Houve condições no passado recente para a resolução dos problemas que condicionam o acesso à IVG e até para o alargamento do prazo para a realização da IVG por opção da mulher. Mas não foi essa a opção do PS. Não optou, aliás recusou adotar as medidas para reforçar a capacidade do SNS, para assegurar os cuidados de saúde, nem optou por avançar nos direitos sexuais e reprodutivos das mulheres.
Conscientes dos riscos de retrocessos, intervimos para os evitar.
A prioridade deve ser dada à garantia do acesso da IVG no SNS.
No seu relatório, a ERS identifica um conjunto de obstáculos desde a ausência de protocolos de articulação entre as unidades de cuidados de saúde primários e as unidades de cuidados hospitalares, à inexistência de um registo completo e atualizado dos profissionais objetores de consciência. Há 15 unidades hospitalares que não realizam IVG e dos 55 Agrupamentos de Centros de saúde, somente cinco asseguram a realização da consulta prévia.

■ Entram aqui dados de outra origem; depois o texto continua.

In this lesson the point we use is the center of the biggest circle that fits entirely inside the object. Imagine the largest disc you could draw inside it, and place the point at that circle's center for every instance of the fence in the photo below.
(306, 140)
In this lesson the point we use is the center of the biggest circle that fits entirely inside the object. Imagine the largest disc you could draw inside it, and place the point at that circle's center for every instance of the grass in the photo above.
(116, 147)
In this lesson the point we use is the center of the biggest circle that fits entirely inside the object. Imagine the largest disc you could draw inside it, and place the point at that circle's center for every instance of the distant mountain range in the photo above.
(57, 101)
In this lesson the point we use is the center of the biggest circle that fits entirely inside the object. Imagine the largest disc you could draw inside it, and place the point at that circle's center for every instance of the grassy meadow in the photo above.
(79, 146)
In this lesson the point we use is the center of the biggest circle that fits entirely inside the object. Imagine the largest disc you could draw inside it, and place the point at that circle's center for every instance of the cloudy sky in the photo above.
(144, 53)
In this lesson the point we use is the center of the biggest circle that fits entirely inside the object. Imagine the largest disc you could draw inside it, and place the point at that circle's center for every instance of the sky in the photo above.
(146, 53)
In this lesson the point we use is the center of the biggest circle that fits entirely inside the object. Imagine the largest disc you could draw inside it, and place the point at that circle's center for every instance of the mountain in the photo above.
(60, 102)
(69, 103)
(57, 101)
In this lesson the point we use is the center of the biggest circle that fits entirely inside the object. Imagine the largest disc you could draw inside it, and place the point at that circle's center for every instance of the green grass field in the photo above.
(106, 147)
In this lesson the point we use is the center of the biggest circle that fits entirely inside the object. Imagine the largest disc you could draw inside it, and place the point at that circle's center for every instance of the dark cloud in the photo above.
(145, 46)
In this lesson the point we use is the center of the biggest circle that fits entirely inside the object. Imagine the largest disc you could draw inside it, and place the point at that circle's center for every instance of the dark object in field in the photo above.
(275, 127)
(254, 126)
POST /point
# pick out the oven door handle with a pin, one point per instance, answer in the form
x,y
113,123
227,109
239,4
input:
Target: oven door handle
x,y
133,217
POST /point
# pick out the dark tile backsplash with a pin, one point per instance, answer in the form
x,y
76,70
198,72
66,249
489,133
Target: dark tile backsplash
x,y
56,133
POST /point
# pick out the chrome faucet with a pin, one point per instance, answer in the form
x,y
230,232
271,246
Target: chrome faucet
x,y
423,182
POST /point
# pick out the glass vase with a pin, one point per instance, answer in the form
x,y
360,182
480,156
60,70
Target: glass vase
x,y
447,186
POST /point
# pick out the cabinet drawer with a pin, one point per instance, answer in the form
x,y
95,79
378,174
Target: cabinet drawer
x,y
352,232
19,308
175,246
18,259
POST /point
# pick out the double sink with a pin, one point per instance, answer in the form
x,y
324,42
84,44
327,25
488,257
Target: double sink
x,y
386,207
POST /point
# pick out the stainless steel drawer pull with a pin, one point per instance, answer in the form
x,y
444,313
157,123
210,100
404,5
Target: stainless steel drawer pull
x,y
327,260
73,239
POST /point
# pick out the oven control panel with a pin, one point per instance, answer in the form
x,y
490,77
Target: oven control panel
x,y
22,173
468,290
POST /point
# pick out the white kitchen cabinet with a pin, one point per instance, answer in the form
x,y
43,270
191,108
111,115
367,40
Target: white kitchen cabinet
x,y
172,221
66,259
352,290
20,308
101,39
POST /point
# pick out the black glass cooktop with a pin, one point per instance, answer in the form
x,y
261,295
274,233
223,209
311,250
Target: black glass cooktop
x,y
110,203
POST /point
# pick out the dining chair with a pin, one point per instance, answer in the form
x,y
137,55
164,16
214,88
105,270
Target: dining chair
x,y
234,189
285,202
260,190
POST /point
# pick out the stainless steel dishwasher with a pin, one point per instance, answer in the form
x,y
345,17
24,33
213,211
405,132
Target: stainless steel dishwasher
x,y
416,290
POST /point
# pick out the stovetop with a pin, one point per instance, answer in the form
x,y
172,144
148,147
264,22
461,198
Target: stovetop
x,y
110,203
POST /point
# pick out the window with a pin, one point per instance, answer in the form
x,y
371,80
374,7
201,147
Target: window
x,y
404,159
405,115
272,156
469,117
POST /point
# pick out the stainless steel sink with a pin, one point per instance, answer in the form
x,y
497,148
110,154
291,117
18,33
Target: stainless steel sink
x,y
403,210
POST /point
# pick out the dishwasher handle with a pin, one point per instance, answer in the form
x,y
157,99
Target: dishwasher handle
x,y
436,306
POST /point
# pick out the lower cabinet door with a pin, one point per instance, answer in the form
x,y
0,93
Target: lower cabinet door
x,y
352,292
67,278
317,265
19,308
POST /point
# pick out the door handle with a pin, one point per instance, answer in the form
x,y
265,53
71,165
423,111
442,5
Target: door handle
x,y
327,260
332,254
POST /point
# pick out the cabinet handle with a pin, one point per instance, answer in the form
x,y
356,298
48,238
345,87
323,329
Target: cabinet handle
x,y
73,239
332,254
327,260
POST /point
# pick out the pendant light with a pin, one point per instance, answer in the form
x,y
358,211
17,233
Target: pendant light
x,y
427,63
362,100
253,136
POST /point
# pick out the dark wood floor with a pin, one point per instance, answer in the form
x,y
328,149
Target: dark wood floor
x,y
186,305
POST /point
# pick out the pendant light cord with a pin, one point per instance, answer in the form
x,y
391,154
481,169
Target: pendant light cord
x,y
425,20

É preciso assegurar na vida um direito consagrado na lei. Por isso nas iniciativas que PCP traz hoje a debate propomos que sejam removidos os obstáculos que dificultam o acesso à IVG desde logo, pelo estabelecimento de protocolos de articulação entre os cuidados de saúde primários e os cuidados hospitalares, que seja assegurado o encaminhamento entre entidades do SNS, respeitando a opção da mulher e nos casos em que sua localização seja fora da área de residência da mulher, seja assegurado transporte gratuito e que haja um registo nacional de objetores de consciência, centralizado na Direção Geral de Saúde. Respeitamos o direito à objeção de consciência, mas a objeção de consciência não pode colocar em causa um direito que a lei estabelece. A criação de um registo nacional de objetores de consciência, no setor público e privado, nos termos legais e constitucionais, constitui um instrumento que permite às unidades de saúde assegurar em cada momento, as condições de funcionamento dos serviços para garantir a prestação de cuidados e o acesso à IVG e permite igualmente prevenir abusos.

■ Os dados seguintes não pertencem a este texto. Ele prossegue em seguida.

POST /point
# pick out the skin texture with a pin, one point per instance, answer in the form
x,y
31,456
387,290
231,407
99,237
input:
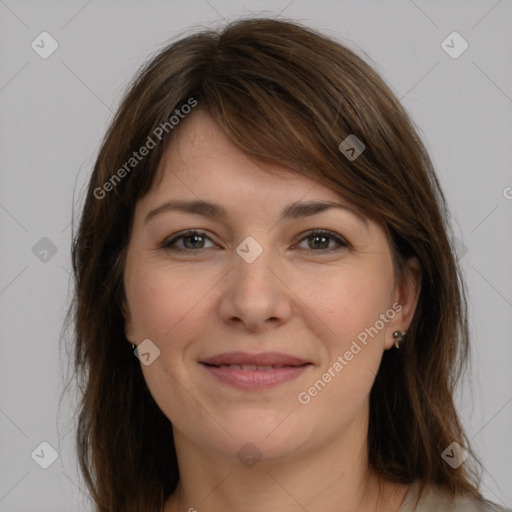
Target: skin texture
x,y
302,296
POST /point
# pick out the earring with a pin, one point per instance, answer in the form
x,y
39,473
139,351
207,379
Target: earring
x,y
399,337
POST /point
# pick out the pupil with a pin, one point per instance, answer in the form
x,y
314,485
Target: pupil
x,y
320,237
195,237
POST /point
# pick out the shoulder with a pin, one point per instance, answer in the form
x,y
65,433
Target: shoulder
x,y
436,499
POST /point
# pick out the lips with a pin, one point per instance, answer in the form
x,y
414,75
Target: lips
x,y
254,372
245,361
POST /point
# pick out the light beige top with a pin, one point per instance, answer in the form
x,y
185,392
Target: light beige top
x,y
435,500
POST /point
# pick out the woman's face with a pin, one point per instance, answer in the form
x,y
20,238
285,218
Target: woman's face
x,y
251,283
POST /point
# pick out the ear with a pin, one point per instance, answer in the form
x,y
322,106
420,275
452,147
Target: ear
x,y
406,293
128,327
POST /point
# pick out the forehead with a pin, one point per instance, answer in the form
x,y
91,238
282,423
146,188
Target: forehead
x,y
200,160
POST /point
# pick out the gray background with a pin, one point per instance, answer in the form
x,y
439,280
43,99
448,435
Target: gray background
x,y
55,111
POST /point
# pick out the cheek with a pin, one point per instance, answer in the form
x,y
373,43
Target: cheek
x,y
348,300
160,299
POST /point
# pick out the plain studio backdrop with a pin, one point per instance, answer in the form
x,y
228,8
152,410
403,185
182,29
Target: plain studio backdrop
x,y
57,98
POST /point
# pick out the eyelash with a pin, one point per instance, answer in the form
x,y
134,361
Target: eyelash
x,y
168,244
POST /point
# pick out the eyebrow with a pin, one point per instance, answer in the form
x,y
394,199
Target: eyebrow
x,y
212,210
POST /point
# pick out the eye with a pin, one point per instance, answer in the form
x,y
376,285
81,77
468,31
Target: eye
x,y
193,239
321,238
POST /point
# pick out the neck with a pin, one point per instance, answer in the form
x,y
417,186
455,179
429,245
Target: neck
x,y
334,476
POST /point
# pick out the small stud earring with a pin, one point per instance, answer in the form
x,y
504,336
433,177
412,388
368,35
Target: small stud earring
x,y
398,337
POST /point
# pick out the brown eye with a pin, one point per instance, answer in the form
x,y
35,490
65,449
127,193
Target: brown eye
x,y
322,238
192,240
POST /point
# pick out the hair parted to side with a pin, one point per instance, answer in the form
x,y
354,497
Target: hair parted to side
x,y
287,95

Propomos a eliminação do período de reflexão. Uma mulher quando se dirige a uma unidade de saúde para a realização da IVG já fez a sua ponderação e reflexão e já tomou a decisão. Há que respeitá-la e garantir o seu direito. Não aceitamos nenhuma menorização da mulher, nem da sua capacidade de decisão. Por outro lado, o período que decorre até à marcação da consulta e mesmo até à realização da IVG, permite essa ponderação, por isso é dispensável mais tempo para esse efeito.
O PCP sempre defendeu a realização da IVG até às 12 semanas. É essa a nossa proposta. É verdade que o período em Portugal é mais reduzido em relação a outros países na europa. Ao longo dos anos foram desperdiçadas diversas oportunidades para possibilitar a IVG até às 12 semanas, mas não houve consenso nesse sentido. Entendemos que o alargamento da IVG até às 12 semanas constitui um avanço nos direitos sexuais e reprodutivos. Um avanço do direito da mulher decidir sobre si e sobre o seu corpo, um avanço no acesso à IVG no SNS e no direito à saúde.
O compromisso do PCP é o compromisso de sempre, defender o direito da mulher decidir, em segurança e em liberdade, sem coações, reforçar os direitos sexuais e reprodutivos através do reforço do SNS, garantir o direito à saúde e o direito a uma maternidade feliz e desejada.